My name is David Learn, and I'm addicted to Coke.
This addiction is now entering its 10th year, and it shows no signs of getting weaker. It's taken a toll on my bank account, my health and my relationship with my wife. I thought I could quit any time I wanted, but I can't. I want my life back.
As with other people, I first started cultivating my addiction in earnest during the young and heady days of college. Between discussions regarding whether free will is a meaningful construct or purely illusory, and whether Isabella was right to refuse Lord Angelo's lewd proposition to save her brother Claudio's life in Shakespeare's "Measure for Measure," college was an invitation to a lifestyle of addiction, excess and wanton self-indulgence.
I was no better than my friends. While they were discovering the joys of alcohol poisoning and waking up in the hospital with no memory of how they had broken a hip, I was experimenting with Coke.
It started innocently. Other students noticed I was having a hard time maintaining the energy I needed for the college lifestyle. I could have gone to sleep earlier, but that would have required changing my lifestyle. It was easier to start using Coke.
I started small, with a little bit at lunch, to give me the energy I would need to get through my afternoon classes. Then I started getting a little more, at dinner, to get me through the evening.
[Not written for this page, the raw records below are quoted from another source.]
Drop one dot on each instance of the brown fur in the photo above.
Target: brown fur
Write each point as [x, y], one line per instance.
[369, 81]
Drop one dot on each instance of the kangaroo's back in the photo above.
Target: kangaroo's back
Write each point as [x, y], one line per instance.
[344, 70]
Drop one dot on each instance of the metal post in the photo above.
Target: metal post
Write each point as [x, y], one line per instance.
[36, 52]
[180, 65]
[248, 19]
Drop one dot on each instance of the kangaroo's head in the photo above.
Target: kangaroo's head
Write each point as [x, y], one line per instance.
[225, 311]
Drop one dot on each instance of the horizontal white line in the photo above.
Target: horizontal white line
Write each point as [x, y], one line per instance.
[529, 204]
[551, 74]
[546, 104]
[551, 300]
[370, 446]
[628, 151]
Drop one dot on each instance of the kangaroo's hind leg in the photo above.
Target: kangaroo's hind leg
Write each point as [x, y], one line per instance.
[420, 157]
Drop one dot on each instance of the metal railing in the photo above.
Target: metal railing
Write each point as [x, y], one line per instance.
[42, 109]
By the middle of my sophomore year, I was a full-fledged addict. I would go to parties and — unwilling to drink beer because of my experiences with a grandfather who was an alcoholic — I turned to Coke. Soon I was consuming as much as 32 ounces of it at one sitting, and wondering why I couldn't sleep.
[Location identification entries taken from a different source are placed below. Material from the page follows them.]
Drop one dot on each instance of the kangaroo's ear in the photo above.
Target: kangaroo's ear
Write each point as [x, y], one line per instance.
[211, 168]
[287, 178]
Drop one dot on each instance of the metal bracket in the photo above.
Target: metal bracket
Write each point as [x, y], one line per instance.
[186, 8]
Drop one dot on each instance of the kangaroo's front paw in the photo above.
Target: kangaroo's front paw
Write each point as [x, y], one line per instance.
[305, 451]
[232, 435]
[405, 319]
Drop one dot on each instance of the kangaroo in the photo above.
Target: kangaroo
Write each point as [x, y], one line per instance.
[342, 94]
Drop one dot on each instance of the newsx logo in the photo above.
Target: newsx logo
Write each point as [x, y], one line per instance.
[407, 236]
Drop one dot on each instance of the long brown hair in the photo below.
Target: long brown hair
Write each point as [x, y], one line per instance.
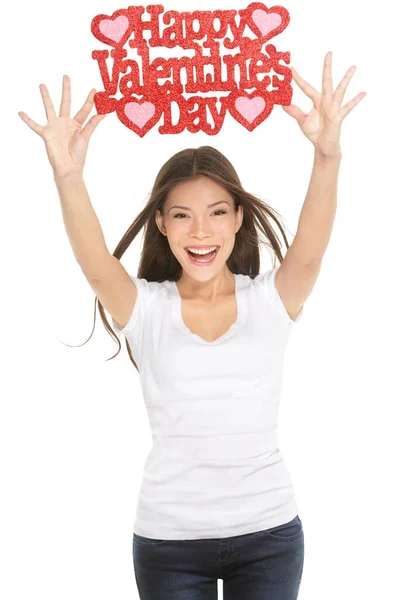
[158, 263]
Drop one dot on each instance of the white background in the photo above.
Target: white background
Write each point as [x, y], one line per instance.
[74, 433]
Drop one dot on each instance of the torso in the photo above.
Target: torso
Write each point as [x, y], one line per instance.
[207, 320]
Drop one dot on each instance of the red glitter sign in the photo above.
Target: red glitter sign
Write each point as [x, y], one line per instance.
[139, 76]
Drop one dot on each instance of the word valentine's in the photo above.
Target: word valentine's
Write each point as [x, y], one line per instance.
[247, 80]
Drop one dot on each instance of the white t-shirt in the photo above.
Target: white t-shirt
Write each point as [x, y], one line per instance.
[215, 469]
I would find it hard to focus in class, and get crushing headaches. A housemate noticed that my addiction was affecting my weight, and not in a good way. He tried to say something, and I nearly bit his head off. I regretted it, and apologized, but there was no denying it. Coke had a hold on my life.
There were days Coke was the only thing I had for a meal, aside from the occasional glass of milk to calm my upset stomach.
Twice now I've managed to go cold turkey, despite the tremendous migraines and exhaustion that come on me as my body clears itself of the toxins I've polluted it with.
The first time I was clean for two glorious years — although "clean" probably is pushing things. I was living in Haiti at the time as a missionary. I could still find Coke if I wanted it, but it cost 80 cents for 16 ounces, compared to the 20 ounces of Pepsi I could get for the same amount of money. I simply changed the subject of my addiction for a couple years, although I did drink a lot of water to avoid dehydration.
My second time, I actually did go completely cold turkey when I realized how much money my habit was costing me. It didn't last.
After two weeks, I discovered that I couldn't stay up late on the job as easily as I had, and as I bottomed out, I remembered how much energy I once had had. It was too easy to fall back on old habits, even though I had told my wife I had stopped for good.
So now I'm back in the habit, drinking as many as three 20-ounce bottles of Coke a day, and paying as much as $1.36 for a fix at the Quick Chek down the street from my office.
My addiction has led to at least six cavities that I know of, it has brought me to the point that I am about 40 pounds overweight, with an attendant increased risk of diabetes, heart disease and kidney problems. If that's not enough, it also aggravates the insomnia and the migraines I've suffered since I was a teenager.
I know all this, but as I write this column, I'm doing it with a bottle of Coke at my side. Unlike that other form of coke addiction, this one keeps the people caught in its clutches on a brisk slide for years before it lets them bottom out, usually far too late to make a decent recovery.
My name is David Learn. I'm an addict, and I want my life back.